目を覚ますと明るかった。太陽の位置と鳥のさえずり具合で、朝だということを理解した。啓太は身体を起こそうとして、全身に巻かれた包帯と、つながれた仰々しい医療器具を認め、助かってしまったことを諦めのように噛みしめた。死ねなかったし、これから先もまた同じようにうだつの上がらない人生を歩まなければならないのだと。
ふと視線を移すと、自分が寝かせられている簡易テントの隙間から外が見えた。隙間から除いた光景は、昨夜の土砂崩れの壮絶さを物語っていた。民宿の裏手は小高い丘になっていたが、それが全て流れ切ってしまって丘が平地のように平たくなってしまっている。
じいさんは? 先に病院に運ばれたのだろうか。 見える範囲で視線を動かしたが、老人は視界に入ってこなかった。
「ああ。気付きましたか」
救急隊員らしい服装の人物に話しかけられ、啓太は無言で頷いた。
「体調は、大丈夫ですか?」
再び、無言で首を縦に振った。
「幸運でしたね、田中正八さんと一緒で……」
「?」
理解できない。あのじいさんと一緒だと何が幸運なんだろう。啓太の思惑とは関係ないかのように、救急隊員は続けた。
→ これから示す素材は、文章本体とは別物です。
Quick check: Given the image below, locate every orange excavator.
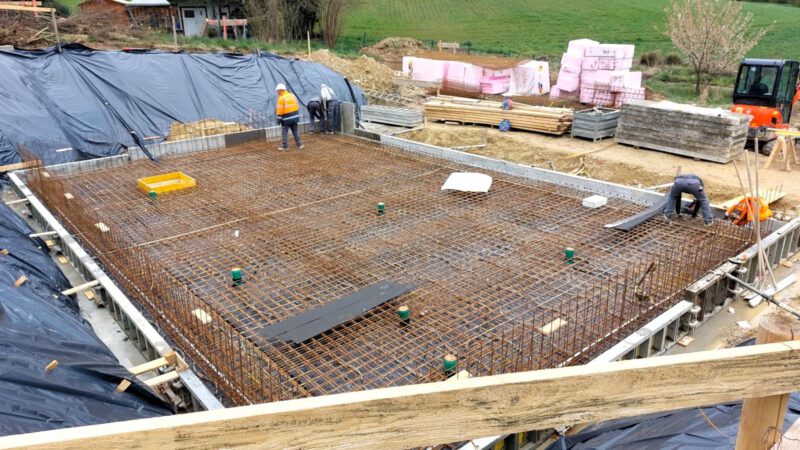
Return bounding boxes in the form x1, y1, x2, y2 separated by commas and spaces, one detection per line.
731, 59, 799, 155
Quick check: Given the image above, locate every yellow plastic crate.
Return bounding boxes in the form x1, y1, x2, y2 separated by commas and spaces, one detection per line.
137, 172, 196, 195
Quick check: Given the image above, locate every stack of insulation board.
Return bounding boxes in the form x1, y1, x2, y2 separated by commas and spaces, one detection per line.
552, 39, 645, 107
401, 56, 550, 96
361, 105, 423, 127
423, 96, 572, 135
615, 100, 750, 163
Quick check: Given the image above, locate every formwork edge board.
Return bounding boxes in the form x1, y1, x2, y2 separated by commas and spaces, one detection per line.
589, 300, 693, 364
6, 173, 224, 411
685, 261, 738, 294
740, 218, 800, 261
381, 135, 664, 206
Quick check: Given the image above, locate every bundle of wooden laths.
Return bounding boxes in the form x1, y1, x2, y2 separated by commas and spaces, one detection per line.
423, 96, 573, 135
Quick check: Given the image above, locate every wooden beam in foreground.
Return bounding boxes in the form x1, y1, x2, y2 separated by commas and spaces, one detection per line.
0, 3, 53, 12
0, 161, 40, 172
1, 342, 799, 450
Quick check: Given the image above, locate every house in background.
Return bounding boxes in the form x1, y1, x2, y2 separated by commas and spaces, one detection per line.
169, 0, 244, 37
78, 0, 243, 37
79, 0, 174, 30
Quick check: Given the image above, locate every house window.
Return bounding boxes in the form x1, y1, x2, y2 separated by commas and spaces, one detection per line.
183, 9, 195, 18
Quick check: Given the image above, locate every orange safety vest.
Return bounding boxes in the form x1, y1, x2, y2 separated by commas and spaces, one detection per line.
276, 91, 299, 118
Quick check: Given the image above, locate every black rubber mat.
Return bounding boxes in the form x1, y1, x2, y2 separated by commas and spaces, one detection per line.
259, 280, 415, 343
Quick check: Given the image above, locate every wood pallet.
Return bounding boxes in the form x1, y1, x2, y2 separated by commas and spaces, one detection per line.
616, 100, 750, 163
423, 96, 572, 135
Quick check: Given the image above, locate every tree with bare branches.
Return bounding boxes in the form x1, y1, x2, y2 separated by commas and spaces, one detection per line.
318, 0, 349, 48
664, 0, 770, 95
242, 0, 349, 47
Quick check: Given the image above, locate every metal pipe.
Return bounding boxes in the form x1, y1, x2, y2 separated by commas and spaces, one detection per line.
722, 272, 800, 319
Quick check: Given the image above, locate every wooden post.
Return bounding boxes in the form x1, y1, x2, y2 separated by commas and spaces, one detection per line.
171, 15, 177, 50
307, 30, 311, 57
222, 15, 227, 40
736, 313, 800, 449
51, 10, 60, 52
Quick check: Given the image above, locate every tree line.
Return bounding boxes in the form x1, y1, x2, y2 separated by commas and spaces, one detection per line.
242, 0, 349, 47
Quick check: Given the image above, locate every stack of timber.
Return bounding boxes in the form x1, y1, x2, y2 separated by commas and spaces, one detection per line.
361, 105, 423, 127
423, 96, 573, 135
615, 100, 750, 163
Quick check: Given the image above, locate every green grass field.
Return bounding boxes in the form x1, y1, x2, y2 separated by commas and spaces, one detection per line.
343, 0, 799, 60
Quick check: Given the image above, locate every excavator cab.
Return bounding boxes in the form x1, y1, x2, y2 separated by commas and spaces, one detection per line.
731, 59, 799, 153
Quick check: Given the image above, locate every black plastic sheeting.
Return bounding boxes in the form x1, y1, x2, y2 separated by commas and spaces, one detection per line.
0, 203, 173, 436
0, 44, 366, 165
547, 339, 800, 450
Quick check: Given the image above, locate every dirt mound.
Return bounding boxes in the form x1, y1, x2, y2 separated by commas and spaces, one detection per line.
307, 49, 395, 91
362, 37, 426, 71
367, 37, 425, 53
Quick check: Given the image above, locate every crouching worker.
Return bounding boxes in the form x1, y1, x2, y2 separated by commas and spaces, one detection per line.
306, 96, 323, 134
275, 83, 303, 150
663, 174, 714, 225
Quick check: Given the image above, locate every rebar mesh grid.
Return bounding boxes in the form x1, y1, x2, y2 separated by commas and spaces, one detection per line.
27, 134, 755, 405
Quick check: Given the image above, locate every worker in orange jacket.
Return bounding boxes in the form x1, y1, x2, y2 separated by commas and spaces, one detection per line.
275, 83, 303, 151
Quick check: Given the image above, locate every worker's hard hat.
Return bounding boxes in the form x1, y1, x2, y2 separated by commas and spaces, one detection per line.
275, 83, 286, 91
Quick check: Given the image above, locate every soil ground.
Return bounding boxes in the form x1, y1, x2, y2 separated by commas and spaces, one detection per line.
403, 123, 800, 213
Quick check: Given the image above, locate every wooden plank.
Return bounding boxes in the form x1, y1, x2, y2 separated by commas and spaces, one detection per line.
737, 314, 800, 449
128, 352, 177, 376
2, 341, 800, 450
115, 379, 132, 393
539, 318, 566, 335
713, 190, 787, 210
61, 280, 99, 296
0, 161, 39, 172
14, 275, 28, 287
0, 4, 53, 12
144, 370, 179, 388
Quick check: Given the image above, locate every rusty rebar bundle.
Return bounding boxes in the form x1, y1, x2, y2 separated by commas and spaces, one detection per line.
26, 135, 755, 405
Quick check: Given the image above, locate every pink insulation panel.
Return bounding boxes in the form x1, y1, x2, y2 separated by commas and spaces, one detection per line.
480, 75, 510, 94
556, 69, 580, 92
567, 39, 599, 55
443, 61, 484, 86
560, 52, 583, 70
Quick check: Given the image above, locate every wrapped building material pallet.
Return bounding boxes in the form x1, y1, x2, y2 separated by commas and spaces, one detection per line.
361, 105, 423, 127
423, 96, 572, 135
615, 100, 750, 163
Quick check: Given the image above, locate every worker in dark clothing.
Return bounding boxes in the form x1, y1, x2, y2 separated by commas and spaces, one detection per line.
663, 174, 714, 225
320, 84, 339, 134
306, 96, 323, 134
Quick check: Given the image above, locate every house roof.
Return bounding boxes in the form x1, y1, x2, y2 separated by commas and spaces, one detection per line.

「土砂崩れはかなり広範囲でした。この辺一体は全部飲み込まれました。ただ、人がいるのはあの民宿だけでしたが」
それが何だと言うんだ。運が悪いと言いたいのか。
「我々は、夜のうちに捜索の目星を付ける必要がありました。一刻も早く生存者を救出しなければならない。でも、闇雲に探しても、どこに人がいるのか分からない」
そりゃあそうだろう。
「捜索場所をどこに絞ろうか決めかねていた時、一筋の光が射したのです」
? 一筋の光?
「最初は、偶然の反射か何かだと思いました。しかし、ずっと規則的に光るので、これは偶然ではないと。そしてとうとう、応援に来ていた海上自衛隊の隊員が、モールス信号だと見破ったのです」
モールス信号?
「光は規則的に、正確な経度と緯度をモールス信号で伝えてきました。モールス信号が示す経度と緯度の場所に辿り着くと、あなたが埋まっていました」
何ということだ。それはつまり……
「田中正八さんは旧帝国海軍中尉です。真珠湾攻撃から生き抜いた、歴戦の爆撃機乗りでした」
! そんな……。
「田中中尉は、一度も、同じ飛行機に乗る部下や同僚を死なせなかったそうです。最期まで、最期まで、それを貫き通したんです……事実、あなたを救った」
救急隊員の瞳から、一筋の涙が頬を伝った。強く握られた右の拳は、小刻みに震えていた。泥まみれになってはいるが、救急隊員の右手に握られているのは、昨夜老人に渡したLED付きのキーホルダーに間違いなかった。
「Father Christmas!」
目があるのかないのか分からないほど顔中くちゃくちゃにして、顔全体で笑顔を表現しながら、老人が叫ぶ聖夜の声が啓太の全身を包み込んで離さなかった。